El Banco de la República es la autoridad monetaria, cambiaria y crediticia de Colombia. Su junta directiva está compuesta por siete miembros: el ministro de Hacienda, quien la preside, y seis codirectores nombrados por el presidente de la República para periodos fijos de cuatro años, escalonados y no coincidentes con el ciclo presidencial. Ese diseño busca blindar las decisiones de tasas de interés e inflación de los vaivenes políticos de turno.
Las declaraciones de De la Espriella llegan tras un periodo de fricciones entre el Ejecutivo saliente y el Banco de la República. Durante la administración de Gustavo Petro, el entonces presidente sostuvo varios choques públicos con el gerente y los codirectores, en particular por el nivel de la tasa de intervención y por las posturas del Emisor frente a la inflación y el ritmo de normalización monetaria. En ese ambiente, el respaldo explícito del nuevo jefe de Estado a la junta es interpretado como un intento de bajar el tono de la relación.
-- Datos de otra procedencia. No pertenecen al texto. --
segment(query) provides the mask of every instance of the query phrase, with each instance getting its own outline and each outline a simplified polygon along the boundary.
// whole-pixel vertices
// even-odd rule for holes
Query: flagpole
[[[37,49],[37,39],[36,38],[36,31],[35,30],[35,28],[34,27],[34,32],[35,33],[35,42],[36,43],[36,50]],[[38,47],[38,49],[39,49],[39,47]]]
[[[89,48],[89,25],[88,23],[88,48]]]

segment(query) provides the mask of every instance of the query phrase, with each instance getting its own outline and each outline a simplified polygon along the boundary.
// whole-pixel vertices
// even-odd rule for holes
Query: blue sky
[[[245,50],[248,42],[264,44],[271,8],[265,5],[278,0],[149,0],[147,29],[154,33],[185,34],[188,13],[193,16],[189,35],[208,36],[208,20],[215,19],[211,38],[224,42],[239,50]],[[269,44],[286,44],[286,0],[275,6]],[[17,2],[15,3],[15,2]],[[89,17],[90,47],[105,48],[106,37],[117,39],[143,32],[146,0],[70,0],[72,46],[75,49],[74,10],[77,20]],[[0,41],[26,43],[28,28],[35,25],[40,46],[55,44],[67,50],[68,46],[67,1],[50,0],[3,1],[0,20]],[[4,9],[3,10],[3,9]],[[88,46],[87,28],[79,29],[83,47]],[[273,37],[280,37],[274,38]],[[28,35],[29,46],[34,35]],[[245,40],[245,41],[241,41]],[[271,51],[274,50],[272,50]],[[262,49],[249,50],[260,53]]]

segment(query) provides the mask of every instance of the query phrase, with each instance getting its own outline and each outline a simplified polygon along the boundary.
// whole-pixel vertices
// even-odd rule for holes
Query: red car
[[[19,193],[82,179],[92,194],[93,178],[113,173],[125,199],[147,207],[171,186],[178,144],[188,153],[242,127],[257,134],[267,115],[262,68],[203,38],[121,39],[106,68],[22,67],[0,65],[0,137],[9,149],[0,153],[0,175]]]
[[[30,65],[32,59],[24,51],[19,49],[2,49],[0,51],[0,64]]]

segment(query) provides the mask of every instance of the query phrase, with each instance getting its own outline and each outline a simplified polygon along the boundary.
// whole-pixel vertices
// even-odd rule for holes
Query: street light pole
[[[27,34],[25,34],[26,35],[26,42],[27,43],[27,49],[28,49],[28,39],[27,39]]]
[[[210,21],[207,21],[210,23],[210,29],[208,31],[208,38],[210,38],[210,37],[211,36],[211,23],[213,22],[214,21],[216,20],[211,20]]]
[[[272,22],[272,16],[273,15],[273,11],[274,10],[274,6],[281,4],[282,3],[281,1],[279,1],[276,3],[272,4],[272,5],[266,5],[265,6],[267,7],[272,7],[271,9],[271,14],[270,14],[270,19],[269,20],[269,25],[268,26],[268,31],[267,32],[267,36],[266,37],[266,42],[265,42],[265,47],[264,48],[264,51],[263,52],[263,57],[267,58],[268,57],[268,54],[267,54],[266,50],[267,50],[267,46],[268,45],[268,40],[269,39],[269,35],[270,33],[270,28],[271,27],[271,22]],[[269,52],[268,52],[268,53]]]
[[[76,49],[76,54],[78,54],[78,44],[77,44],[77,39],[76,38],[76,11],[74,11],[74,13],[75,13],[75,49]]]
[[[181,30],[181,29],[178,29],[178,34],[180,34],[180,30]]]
En la práctica, la autonomía del Banco se traduce en que la junta define la tasa de política monetaria sin que el Gobierno pueda imponerle una línea. Esa independencia es observada de cerca por mercados financieros, calificadoras y organismos multilaterales, porque una eventual pérdida de credibilidad del Emisor suele traducirse en presión sobre la tasa de cambio, las expectativas de inflación y el costo del crédito.
Para los ciudadanos, lo que decida la junta tiene efectos directos. La tasa de interés de referencia influye en los préstamos hipotecarios, en las tarjetas de crédito, en la financiación de vehículos y en las decisiones de ahorro. Por eso, el respeto del nuevo gobierno a la autonomía del Banco es un dato relevante para hogares, empresas y analistas, que seguirán de cerca los próximos comunicados de política monetaria.
La reunión se dio en un momento en el que el Banco de la República viene reduciendo gradualmente su tasa de intervención, en línea con la caída de la inflación observada. El ritmo y la profundidad de esos ajustes dependerán ahora, como antes, del criterio técnico de la junta, y no de señales políticas. De la Espriella pareció asumirlo así al cierre del encuentro.
Pulzo destacó que el pronunciamiento del presidente se dio después de la reunión y luego de un encuentro en el que el Gobierno mostró su apoyo al Banco. Esa foto, con el jefe de Estado y los codirectores en la misma mesa, contrasta con la dinámica de los últimos años y abre un nuevo capítulo en la relación entre las dos instituciones.
Quedan pendientes algunos puntos de seguimiento. El primero es si esa postura de respeto se sostendrá en la práctica cuando lleguen momentos de desacuerdo, por ejemplo, anteeventuales choques inflacionarios o decisiones de la junta que el Ejecutivo considere inconvenientes. El segundo es la lectura que hagan los mercados en las próximas semanas, cuando se conozcan los primeros datos económicos del nuevo gobierno y las nuevas señales de la junta directiva.